Bu soruyu cevaplamak için her şeyden önce mutluluğun nerelerde bulunduğunu ve nerelerde bulunmadığını bakmak gerekiyor. Yanlış bir harita ve bozuk bir pusulayla çıkılan bir yolculuktan nasıl hayır gelmezse, hayatta da yanlış yerlerde aranılan mutsuzluklardan mutluluk çıkmaz. Mutluluk, kaynağını dışarda aramak yerine içimizde aramalıyız. Yaşadığımız dünyada hayatımızı etkileyen birçok faktör vardır. Bunlar mutluluğumuzu etkiliyor, hele de aşırı düzeyde olumsuzluk barındırıyorlarsa.

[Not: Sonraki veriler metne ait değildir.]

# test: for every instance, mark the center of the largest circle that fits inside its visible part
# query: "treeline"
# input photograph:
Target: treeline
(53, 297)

Mutluluğu saklamaya karar vermişler. “Saklayalım da zor bulsunlar, zor buldukları için belki kıymetini bilirler” diyerek başlamışlar tartışmaya. Mutluluğu saklamak kolay değilmiş. Kimisi Everest'in tepesine saklayalım demiş. Kimisi Atlas Okyanusu'nun dibine demiş. Taç Mahal'in kubbesi, Mekke sokakları, İtalyan sofrası, bir hastanenin yeni doğan odası, dondurma külahı, lale bahçesi vs. Pek çok yer düşünmüşler ama hiç biri yeterince zor gelmemiş. Derken birinin aklına , “içlerine saklayalım, kimsenin aklına gelmez içine bakmak” demiş. İşte o gün bugündür mutluluk insanın kendi içinde saklıymış.

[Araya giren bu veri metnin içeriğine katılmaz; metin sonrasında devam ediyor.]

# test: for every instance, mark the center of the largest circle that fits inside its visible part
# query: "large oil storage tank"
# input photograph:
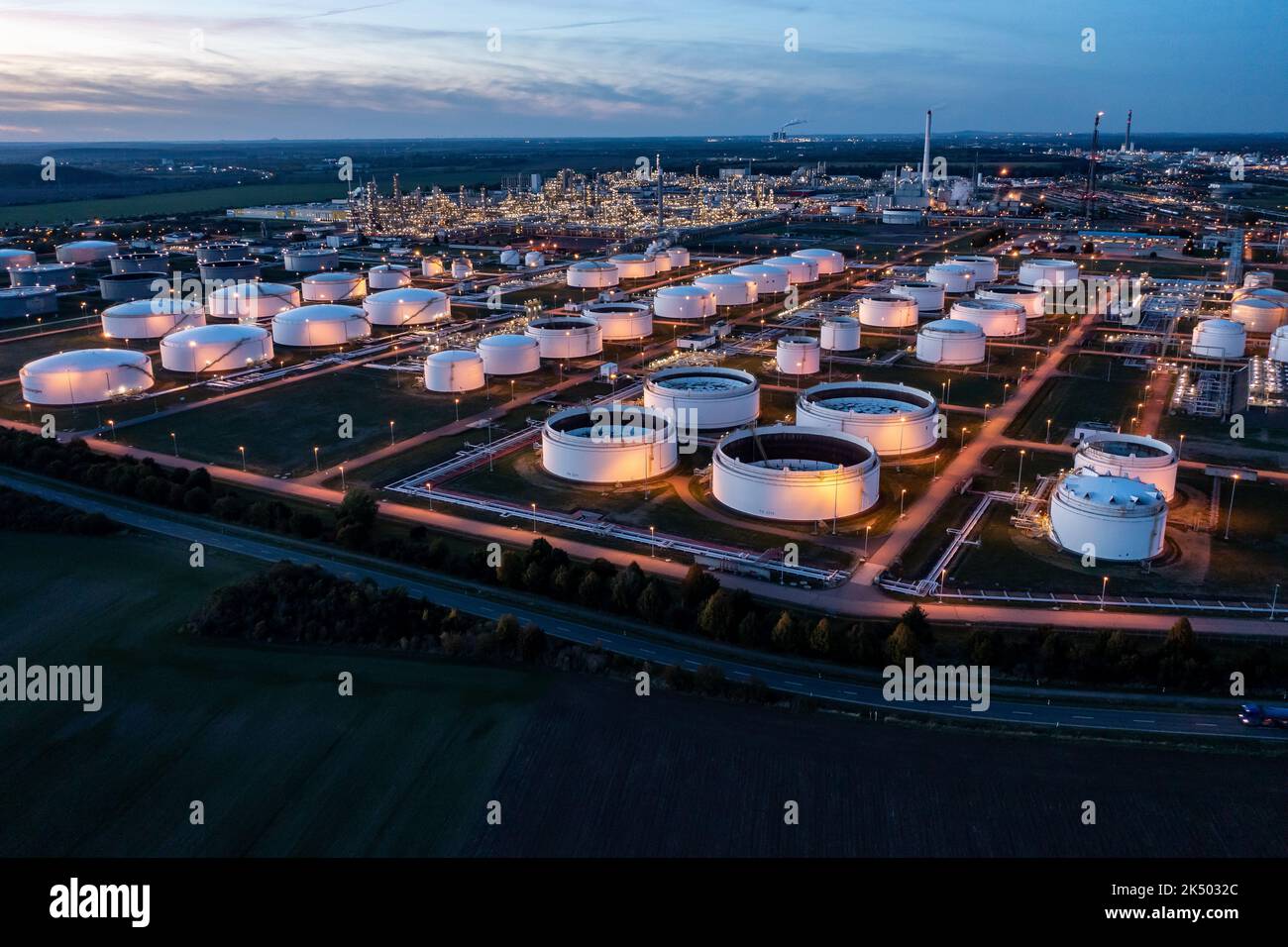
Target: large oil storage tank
(729, 289)
(151, 318)
(712, 397)
(85, 252)
(331, 287)
(85, 376)
(928, 296)
(795, 474)
(619, 445)
(310, 260)
(889, 311)
(566, 337)
(1134, 457)
(840, 334)
(387, 275)
(951, 342)
(320, 325)
(621, 321)
(993, 316)
(798, 355)
(454, 369)
(248, 302)
(1031, 299)
(1115, 518)
(767, 278)
(896, 419)
(1055, 273)
(509, 355)
(591, 274)
(1219, 339)
(407, 307)
(829, 262)
(224, 347)
(684, 303)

Yapılan araştırmalara göre, insanlar arasındaki mutsuzluğun ancak yüzde 10-15 kadarı çevresel şartlarla açıklanabiliyor. Bunun yanı sıra bu farklılıkların yüzde 60-65 kadarını açıklayan şey karakter yapımız, zihnimizin alışkanlıklarıdır. Bunun temel sebebi ise başımıza gelen olayları farklı şekillerde yorumlayıp, farklı tepkiler vermemizdir, yaşananlardan kendimize farklı düzeyde mutluluk ve mutsuzluklar üretebiliyoruz.
Bir an durun ve tanıdığınız en mutlu, huzurlu, hayatından içtenlikle memnun insanları düşünün. Bu insanlar sizce nasıl bir karakter yapısına, nasıl bir zihin ve kalp iklimine sahipler? Onları tanımlayan duygu, düşünce ve davranış kalıpları içinde neler çekiyor dikkatinizi?
Yapılan araştırmalar mutluluk ve karakter üzerine kişilik tiplerinin ne kadar etkili olduğunu da ortaya koyuyor. Nevrotizm (ya da en basit tanımıyla “olumsuz duygulara yatkınlık” mutsuzlukla yakından alakalı kişilik özelliklerinin başında geliyor. Kaygı, üzüntü, kızgınlık, utanç gibi olumsuz duyguları hepimiz zaman zaman yaşıyoruz. Araştırmalar mutlu insanların mutsuz insanlara kıyasla daha düşük nevrotik düşüncelere sahip olduğunu gösteriyor. Mutlu insanlar aynı zamanda sevecen, sıcak, iyi niyetli, içten, yardımsever ve cömert insanlardır. Hayat karşısında coşku ve heyecan hissetmek, yaşamayı sevmek.
Son olarak Şemsi Tebriz’i nin şu güzel sözü ile yazımı noktalayalım, Kapımıza değil; Kalbimize vuran buyursun!